Introducing a Technique for Searching Data in a Cryptographically Protected SQL Database
Mathematics and Computer Science: Contemporary Developments Vol. 1,
20 July 2024,
Page 1-29
https://doi.org/10.9734/bpi/mcscd/v1/8460E
In recent eras, storing and processing data on third-party remote cloud servers has been widely used, showing explosive growth. The growing popularity of data outsourcing to third-party cloud servers has a downside, related to the serious concerns of data owners about their security due to possible leakage. The desire to reduce the risk of loss of data confidentiality has become a motivating start to developing mechanisms that provide the ability to effectively use encryption to protect data. However, the use of traditional encryption methods faces a problem. Namely, traditional encryption, by making it impossible for insiders and outsiders to access data without knowing the keys, excludes the possibility of searching. This paper presents a solution that provides a strong level of confidentiality when searching, inserting, modifying, and deleting the required sensitive data in a remote database whose data are encrypted.

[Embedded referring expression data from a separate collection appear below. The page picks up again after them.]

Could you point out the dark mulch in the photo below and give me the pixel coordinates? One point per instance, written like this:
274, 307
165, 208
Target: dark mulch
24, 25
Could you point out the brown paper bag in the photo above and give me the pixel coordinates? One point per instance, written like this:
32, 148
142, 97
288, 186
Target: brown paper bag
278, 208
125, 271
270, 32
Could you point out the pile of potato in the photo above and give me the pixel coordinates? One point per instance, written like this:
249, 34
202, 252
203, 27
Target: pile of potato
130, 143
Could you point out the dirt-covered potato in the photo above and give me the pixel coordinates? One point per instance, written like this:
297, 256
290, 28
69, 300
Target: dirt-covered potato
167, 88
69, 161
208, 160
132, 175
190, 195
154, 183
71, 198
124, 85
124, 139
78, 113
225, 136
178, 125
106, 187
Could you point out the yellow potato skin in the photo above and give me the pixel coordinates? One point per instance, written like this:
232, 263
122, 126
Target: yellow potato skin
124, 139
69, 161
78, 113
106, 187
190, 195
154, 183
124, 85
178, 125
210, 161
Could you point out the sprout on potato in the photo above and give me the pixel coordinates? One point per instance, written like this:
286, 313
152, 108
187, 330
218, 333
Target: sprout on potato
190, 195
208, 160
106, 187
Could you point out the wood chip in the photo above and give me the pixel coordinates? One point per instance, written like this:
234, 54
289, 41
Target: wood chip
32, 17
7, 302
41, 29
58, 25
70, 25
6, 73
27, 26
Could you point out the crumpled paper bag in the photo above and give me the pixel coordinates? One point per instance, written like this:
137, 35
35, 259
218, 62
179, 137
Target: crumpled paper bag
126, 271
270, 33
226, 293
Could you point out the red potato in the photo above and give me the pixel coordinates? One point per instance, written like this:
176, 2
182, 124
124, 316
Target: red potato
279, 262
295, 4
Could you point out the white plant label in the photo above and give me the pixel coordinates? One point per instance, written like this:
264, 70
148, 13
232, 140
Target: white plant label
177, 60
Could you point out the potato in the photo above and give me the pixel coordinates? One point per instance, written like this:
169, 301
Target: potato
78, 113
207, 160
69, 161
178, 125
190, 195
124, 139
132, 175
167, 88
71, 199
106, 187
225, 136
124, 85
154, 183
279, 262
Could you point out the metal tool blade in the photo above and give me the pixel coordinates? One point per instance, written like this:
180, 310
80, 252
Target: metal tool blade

The proposed SQL query processing technique allows the DBMS server to perform search functions over encrypted data in the same way as in an unencrypted database. This study also offers a basis for implementing the solution on the server side of the Oracle DBMS using unmodified DBMS software using our own developed persistent stored modules (PSM). This is achieved through the organization of automatic decryption by specially developed secure software of the corresponding data required for search, without the possibility of viewing these data itself. We tested our prototype on a single machine that simulates both a proxy and a database server. At that, we guarantee the integrity of the stored procedures used and special tables that store encrypted modules of special software and decryption keys, the relevance and completeness of the results returned to the application. The results of the analysis of the feasibility and effectiveness of the proposed solution show that the proper privacy of the stored data can be achieved at a reasonable overhead. Future studies may focus on the conduct of an in-depth performance evaluation of this proposed solution, including a comparison with existing implementations, to show its practicality in various real-life situations.